Burnham – who yesterday insisted the driving was not “a blockade” – added that he hoped the government would lift all restrictions on June 21, but it had to be done “safely”.
“It’s difficult, I recognize it’s difficult for the government, I think they have voices from both directions,” he told LBC.
When prompted to wonder if he should go on, Burnham added: “I want to try to stick to June 21, I think the country wants it, but it has to be done safely.
“There is something they can do to give more confidence to 21, or as close to 21 as possible, and that is to increase vaccine supplies in the areas with the highest number of cases, because now the need is to stop the march of la delta variant. ‘
Despite his calls, Jenrick insisted this morning that the government would not bend its approach to reducing age categories nationwide.
He told BBC Breakfast: “At the moment we stick to the advice we have received from the JCVI, our advisers, who say it is better to continue reducing age categories on a national basis, rather than taking a regional or geographic approach.
All over 50s in England could be fully protected against Covid by July 1 – almost two weeks after “freedom day on June 21 – but it will take until September for all adults to have had two hits,” analysis may reveal. by MailOnline “.
‘Their advice has been helpful to us as far as the country is concerned, they have received the big calls since the start of the vaccine launch.
“So we will continue with this approach, but we will try to do everything possible to make it as easy as possible for people in Greater Manchester to get to the vaccination centers.”
Tougher guidance designed to stop the spread of the Indian variant was already in place in eight councils, including Bolton and Blackburn with Darwen.
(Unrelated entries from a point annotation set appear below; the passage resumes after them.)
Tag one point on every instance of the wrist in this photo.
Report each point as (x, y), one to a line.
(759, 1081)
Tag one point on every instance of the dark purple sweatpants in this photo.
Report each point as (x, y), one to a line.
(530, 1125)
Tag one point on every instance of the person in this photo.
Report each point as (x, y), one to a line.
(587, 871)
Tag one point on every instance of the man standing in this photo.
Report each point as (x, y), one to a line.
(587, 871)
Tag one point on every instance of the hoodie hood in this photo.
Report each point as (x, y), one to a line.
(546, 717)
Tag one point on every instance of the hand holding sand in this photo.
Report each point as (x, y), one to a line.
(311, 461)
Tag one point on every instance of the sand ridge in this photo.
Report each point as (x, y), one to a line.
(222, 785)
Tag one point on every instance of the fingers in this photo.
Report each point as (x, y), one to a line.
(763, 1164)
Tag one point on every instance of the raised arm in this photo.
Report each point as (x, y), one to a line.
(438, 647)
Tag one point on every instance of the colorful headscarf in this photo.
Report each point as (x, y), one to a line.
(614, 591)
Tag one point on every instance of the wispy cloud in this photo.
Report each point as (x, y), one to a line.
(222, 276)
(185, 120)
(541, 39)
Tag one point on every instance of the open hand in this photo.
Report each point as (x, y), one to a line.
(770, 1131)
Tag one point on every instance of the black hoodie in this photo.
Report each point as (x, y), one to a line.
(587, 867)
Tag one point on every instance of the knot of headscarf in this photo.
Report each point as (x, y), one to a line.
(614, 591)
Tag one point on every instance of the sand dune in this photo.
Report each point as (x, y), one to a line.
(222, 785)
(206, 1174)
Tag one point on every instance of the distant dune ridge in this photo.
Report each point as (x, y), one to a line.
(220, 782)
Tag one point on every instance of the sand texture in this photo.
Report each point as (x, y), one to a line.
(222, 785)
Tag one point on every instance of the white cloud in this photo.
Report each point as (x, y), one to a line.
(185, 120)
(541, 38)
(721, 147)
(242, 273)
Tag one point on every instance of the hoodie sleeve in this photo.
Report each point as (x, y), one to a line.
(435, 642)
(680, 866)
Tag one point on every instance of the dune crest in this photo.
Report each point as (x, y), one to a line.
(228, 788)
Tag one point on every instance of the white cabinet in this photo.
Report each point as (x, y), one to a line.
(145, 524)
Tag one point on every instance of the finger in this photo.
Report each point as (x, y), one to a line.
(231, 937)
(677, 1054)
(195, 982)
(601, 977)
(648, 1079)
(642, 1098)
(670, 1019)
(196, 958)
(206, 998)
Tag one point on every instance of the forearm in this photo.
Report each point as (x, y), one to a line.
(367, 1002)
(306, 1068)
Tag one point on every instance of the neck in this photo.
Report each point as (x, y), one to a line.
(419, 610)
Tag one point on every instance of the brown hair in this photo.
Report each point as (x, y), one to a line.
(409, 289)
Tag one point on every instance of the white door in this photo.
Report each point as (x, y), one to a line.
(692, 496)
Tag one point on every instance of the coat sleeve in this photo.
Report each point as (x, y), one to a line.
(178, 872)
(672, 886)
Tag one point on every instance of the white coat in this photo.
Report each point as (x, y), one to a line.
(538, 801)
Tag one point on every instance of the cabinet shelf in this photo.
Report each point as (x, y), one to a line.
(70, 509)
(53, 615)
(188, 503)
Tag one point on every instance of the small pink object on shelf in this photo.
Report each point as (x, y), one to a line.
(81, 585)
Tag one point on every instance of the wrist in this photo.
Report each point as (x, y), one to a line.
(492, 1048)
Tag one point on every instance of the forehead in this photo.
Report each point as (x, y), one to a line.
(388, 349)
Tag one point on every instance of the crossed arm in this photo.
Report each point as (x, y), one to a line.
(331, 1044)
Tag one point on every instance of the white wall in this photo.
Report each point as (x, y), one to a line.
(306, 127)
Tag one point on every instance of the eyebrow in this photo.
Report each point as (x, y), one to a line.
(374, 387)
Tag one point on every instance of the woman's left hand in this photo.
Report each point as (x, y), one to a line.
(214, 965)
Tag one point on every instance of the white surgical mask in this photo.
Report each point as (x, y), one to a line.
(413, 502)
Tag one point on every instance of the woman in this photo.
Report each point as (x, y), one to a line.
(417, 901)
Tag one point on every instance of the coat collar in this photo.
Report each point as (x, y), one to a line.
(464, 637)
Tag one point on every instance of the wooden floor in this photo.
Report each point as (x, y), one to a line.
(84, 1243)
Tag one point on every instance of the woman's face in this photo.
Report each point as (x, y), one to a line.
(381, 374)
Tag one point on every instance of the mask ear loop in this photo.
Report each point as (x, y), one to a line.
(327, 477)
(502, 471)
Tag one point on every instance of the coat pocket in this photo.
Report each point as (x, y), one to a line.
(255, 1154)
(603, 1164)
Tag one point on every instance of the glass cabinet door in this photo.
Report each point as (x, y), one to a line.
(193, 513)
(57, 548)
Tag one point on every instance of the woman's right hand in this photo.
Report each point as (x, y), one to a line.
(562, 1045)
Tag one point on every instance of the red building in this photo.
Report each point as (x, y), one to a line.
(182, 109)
But yesterday another 20 councils were added to the list, with 5.7 million people – about a tenth of the country – now living under stronger advice.
The specific areas included in the new Greater Manchester guide are: Manchester, Salford, Bury, Rochdale, Wigan, Oldham, Stockport, Trafford, Tameside and Bolton.
And in Lancashire they are: Rossendale, Hyndburn, Ribble Valley, Preston, South Ribble, Chorley, Pendle, Fylde, Lancaster, West Lancashire, Wyre, Burnley and Blackburn with Darwen.
Laboratories will test as many positives as possible to identify outbreaks of the Indian variant, although almost all cases are now expected to be caused by it.
More than eight out of 10 cases in most affected areas have already been linked to the strain.